Continuità, risorgenze, invenzioni? Sui simboli “preistorici” nel folklore contemporaneo

Abstract

I temi delle continuità culturali e delle “sopravvivenze” sono stati, nel recente passato, al centro del dibattito in ambito antropologico e storico religioso. Ritornano oggi d’attualità in relazione alla questione della patrimonializzazione dei beni immateriali, delle feste religiose “tradizionali” innanzitutto. Gli interrogativi che emergono sia circa l’utilità delle fonti storiche (archeologiche e documentali) ai fini della comprensione della realtà rituale contemporanea, sia rispetto al tema delle continuità cronologiche di pratiche e credenze, meritano infatti, dinanzi alla ormai avvenuta dissoluzione di quella che è stata definita “civiltà contadina” e ai rinnovati interessi verso il patrimonio immateriale espressi dalle comunità alla ricerca di matrici identitarie, dalle istituzioni pubbliche e dal cosiddetto “mercato culturale”, di essere ripresi sulla base di rinnovate indagini e riflessioni.
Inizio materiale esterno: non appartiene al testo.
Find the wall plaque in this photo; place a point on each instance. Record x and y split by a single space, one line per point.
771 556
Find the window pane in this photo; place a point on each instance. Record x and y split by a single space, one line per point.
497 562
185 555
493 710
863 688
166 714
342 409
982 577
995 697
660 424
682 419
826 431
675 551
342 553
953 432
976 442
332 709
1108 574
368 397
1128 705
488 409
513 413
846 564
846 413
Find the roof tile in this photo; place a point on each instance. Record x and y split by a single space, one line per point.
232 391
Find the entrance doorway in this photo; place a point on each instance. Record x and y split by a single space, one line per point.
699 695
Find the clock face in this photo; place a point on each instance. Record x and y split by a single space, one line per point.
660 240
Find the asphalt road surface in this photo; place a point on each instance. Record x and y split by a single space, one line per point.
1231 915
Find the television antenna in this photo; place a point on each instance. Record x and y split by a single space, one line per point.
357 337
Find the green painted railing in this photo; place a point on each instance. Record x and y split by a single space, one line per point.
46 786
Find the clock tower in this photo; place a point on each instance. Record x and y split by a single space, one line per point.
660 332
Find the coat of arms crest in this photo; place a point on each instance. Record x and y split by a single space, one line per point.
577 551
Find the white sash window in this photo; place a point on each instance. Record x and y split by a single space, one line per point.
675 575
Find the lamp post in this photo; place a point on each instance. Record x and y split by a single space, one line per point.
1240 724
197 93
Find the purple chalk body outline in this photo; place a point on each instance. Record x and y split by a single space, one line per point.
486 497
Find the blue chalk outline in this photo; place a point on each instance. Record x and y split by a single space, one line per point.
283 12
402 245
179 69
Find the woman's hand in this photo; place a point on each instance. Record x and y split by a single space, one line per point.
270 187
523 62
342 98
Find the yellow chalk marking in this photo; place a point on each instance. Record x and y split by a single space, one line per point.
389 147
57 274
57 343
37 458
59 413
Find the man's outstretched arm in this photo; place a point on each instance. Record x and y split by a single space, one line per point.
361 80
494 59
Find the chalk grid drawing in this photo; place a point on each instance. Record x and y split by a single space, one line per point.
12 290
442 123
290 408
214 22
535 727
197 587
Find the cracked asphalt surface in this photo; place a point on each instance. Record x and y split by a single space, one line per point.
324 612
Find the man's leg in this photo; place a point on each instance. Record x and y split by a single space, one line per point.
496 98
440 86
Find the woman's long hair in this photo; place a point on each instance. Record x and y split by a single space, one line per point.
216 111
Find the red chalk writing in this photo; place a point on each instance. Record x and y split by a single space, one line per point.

Possiamo e dobbiamo ritornare a chiederci: le testimonianze materiali e immateriali del passato, anche il più remoto, possono aiutarci a comprendere ciò che osserviamo declinarsi negli attuali contesti festivi e, di converso, le odierne o appena trascorse espressioni del folklore possono contribuire a chiarire il senso di storie e di riti assai più antichi? Quali sono, sempreché ritenuti effettivamente esistenti, la natura e lo spessore di questi rapporti diacronici? I significati e le funzioni dei riti, le motivazioni e le aspettative dei devoti di ieri e di oggi hanno qualcosa in comune? Sono davvero così radicalmente diversi come si sarebbe indotti a credere considerando le distanze cronologiche e spaziali e l’indimostrabilità (in larga parte dei casi) dell’assenza di soluzioni di continuità di pratiche cultuali e rituali?